Listing 7.22. web.xml (Excerpt designating BASIC authentication)
<?xml version="1.0" encoding="ISO-8859-1"?> 
<!DOCTYPE web-app PUBLIC 
    "-//Sun Microsystems, Inc.//DTD Web Application 2.2//EN" 
    "http://java.sun.com/j2ee/dtds/web-app_2_2.dtd"> 

<web-app> 
  <!-- ... --> 
  <security-constraint>...</security-constraint> 
  <login-config>
							<auth-method>BASIC</auth-method>
							<realm-name>Some Name</realm-name>
							</login-config> 
  <!-- ... --> 
</web-app> 

Specifying URLs That Should Be Password Protected

You designate password-protected resources in the same manner with BASIC authentication as you do with form-based authentication. See Section 7.1 for details. For a quick summary, you use the security-constraint element to specify restricted URLs and the roles that should have access to them. The security-constraint element should come immediately before login-config in web.xml and contains four possible subelements: display-name (an optional element giving a name for IDEs to use), web-resource-collection (a required element that specifies the URLs that should be protected), auth-constraint (an optional element that designates the abstract roles that should have access to the URLs), and user-data-constraint (an optional element that specifies whether SSL is required). Multiple web-resource-collection entries are permitted within security-constraint.

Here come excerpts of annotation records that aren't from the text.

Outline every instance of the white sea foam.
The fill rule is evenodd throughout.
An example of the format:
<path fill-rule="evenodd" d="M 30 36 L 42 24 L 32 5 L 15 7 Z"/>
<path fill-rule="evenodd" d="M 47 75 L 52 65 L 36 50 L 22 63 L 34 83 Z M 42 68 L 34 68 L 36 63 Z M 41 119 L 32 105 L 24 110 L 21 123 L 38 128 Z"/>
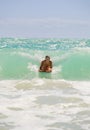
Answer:
<path fill-rule="evenodd" d="M 45 78 L 0 81 L 0 129 L 75 130 L 73 124 L 89 130 L 89 86 L 87 81 Z"/>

Specifying URLs That Should Be Available Only with SSL

You designate SSL-only resources in the same manner with BASIC authentication as you do with form-based authentication. See Section 7.1 for details. To summarize: use the user-data-constraint subelement of security-constraint with a transport-guarantee subelement specifying INTEGRAL or CONFIDENTIAL.

In addition to simply requiring SSL, the servlet API provides a way for stipulating that users must authenticate themselves with client certificates. You supply a value of CLIENT-CERT for the auth-method subelement of login-config (see “ Specifying URLs That Should Be Password Protected ” in Section 7.1). However, only application servers that have full J2EE support are required to support this capability.